Questi corrieri sono esternalizzati da JustEat a una società chiamata Stuart Delivery. Nel 2019, un pilota di Stuart Delivery ha portato l’azienda in tribunale denunciando che era in atto un vero rapporto di subordinazione e il tribunale gli ha dato ragione, ma finora è l’unico collega a cui sono stati concessi i diritti di un lavoratore dipendente. Tutti gli altri sono ancora trattati come lavoratori autonomi e pagati a consegna. Stuart Delivery non fornisce veicoli o attrezzature. Ad oggi c’è un sistema di paga per miglia percorse – questa era la giustificazione della riduzione dello stipendio. Le distanze più brevi ora vengono pagate di meno, ma le distanze più lunghe vengono pagate di più. Nel complesso quindi si tratta in realtà di un taglio di stipendio.

– Quando sono iniziati gli scioperi, in quali città e come sono andati avanti?

Lo sciopero è iniziato a Sheffield, nel nord dell’Inghilterra, nel dicembre 2021. È ancora in corso a Sheffield, per la sesta settimana consecutiva (eccetto una pausa nella settimana natalizia). Prima di Natale, altre città del nord hanno aderito allo sciopero: Sunderland, Blackpool, Chesterfield, Huddersfield. Solo Sunderland sta continuando a scioperare, ma stiamo cercando di diffonderlo in più città possibili.

– Qui in Italia i corrieri JustEat sono dipendenti della società Takeaway.com, con sede in Olanda. Come funziona nel Regno Unito?

Alcuni corrieri JustEat qui sono impiegati in questo modo, esternalizzati ad un’azienda con sede in Olanda attraverso l’agenzia interinale Randstad, ma quelli in sciopero sono esternalizzati da JustEat alla ditta Stuart Delivery.

– Quali sono le tattiche di sciopero (picchetti, manifestazioni, ecc.)?

Variano nelle diverse città. A Sheffield è stato picchettato McDonald’s (il più grande cliente di Stuart Delivery) ogni giorno durante le ore di punta (17:00-20:00). Ora gli scioperanti hanno deciso di trasferirsi nei ristoranti Greggs (un altro grande cliente) dalle 12:00 alle 15:00 tutti i giorni, durante l’ora di pranzo. Questa tattica di picchettare alcuni ristoranti durante le ore di punta sembra essere la più sostenibile ed efficace. A Chesterfield, i fattorini sono riusciti a colpire l’intera app Stuart. Avevano una squadra di riders che pattugliava le strade e diceva a chiunque lavorasse di disconnettersi. Anche i conducenti di Sunderland hanno adottato questa tattica.

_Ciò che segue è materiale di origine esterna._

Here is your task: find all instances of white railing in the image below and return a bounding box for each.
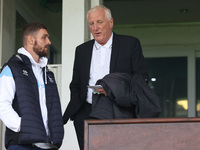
[48,64,62,95]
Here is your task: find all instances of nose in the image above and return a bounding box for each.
[94,24,99,30]
[47,38,51,45]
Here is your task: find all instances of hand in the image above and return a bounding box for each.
[96,88,107,96]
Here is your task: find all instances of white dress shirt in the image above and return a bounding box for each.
[86,34,113,104]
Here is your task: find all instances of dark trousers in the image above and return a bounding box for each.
[7,144,56,150]
[74,103,92,150]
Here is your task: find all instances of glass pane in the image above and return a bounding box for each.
[196,58,200,117]
[146,57,188,117]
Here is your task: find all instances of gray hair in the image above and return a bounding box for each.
[87,5,112,21]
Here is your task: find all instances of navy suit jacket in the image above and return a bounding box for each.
[63,33,148,124]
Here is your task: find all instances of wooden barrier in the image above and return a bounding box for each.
[84,118,200,150]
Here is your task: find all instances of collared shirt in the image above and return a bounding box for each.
[86,34,113,104]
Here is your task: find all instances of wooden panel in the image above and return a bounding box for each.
[84,118,200,150]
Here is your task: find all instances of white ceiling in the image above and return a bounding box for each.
[104,0,200,24]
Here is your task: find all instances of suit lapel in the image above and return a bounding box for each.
[110,33,120,73]
[84,40,94,79]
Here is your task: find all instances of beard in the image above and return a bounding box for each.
[33,41,49,57]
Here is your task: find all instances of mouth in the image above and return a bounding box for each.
[95,32,101,36]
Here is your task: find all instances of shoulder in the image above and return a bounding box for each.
[0,65,13,77]
[113,33,139,42]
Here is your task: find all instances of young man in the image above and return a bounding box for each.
[0,23,64,150]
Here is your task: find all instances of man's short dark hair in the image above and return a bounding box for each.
[22,23,47,46]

Si è rivelata una strategia molto efficace ma anche molto difficile da sostenere.

– Quali sono le principali differenze tra le condizioni dei lavoratori JustEat e quelle che lavorano per altre aziende?

Tutti i conducenti affermano che Stuart Delivery era l’app più pagata. Ma riceverebbero meno consegne rispetto ad altre app come UberEats. Quindi ora la paga è stata tagliata, molti devono lavorare per altre app come Uber.

– Ci sono lavoratori di altre categorie che danno solidarietà?

Alcuni dipendenti di McDonald’s hanno supportato la lotta spegnendo i tablet JustEat nei ristoranti e accettando gli ordini dei clienti solo tramite UberEats. Abbiamo avuto molto supporto ai picchetti da parte degli studenti universitari. Abbiamo anche ricevuto messaggi di solidarietà da tutto il mondo, non solo dall’Italia, ma da Corea, Canada, USA, Hong Kong, Australia.

– Cosa possiamo fare per sostenere lo sciopero IWGB dall’Italia?

Al momento il principale supporto che chiediamo è di contribuire alla cassa di resistenza per lo sciopero in modo che i nostri corrieri riescano a mantenere questo lavoro anche se non ricevono l’intero salario [per via degli scioperi] (per partecipare tinyurl.com/StuartStrike). Ma il supporto più importante è la solidarietà internazionale degli altri riders: è un enorme sostegno morale che ci dà forza. Quindi inviare messaggi di sostegno e immagini delle azioni che state compiendo in Italia è una potente forma di solidarietà. Dopotutto, stiamo tutti combattendo la stessa lotta contro le stesse app, una vostra vittoria sarebbe una vittoria anche nostra!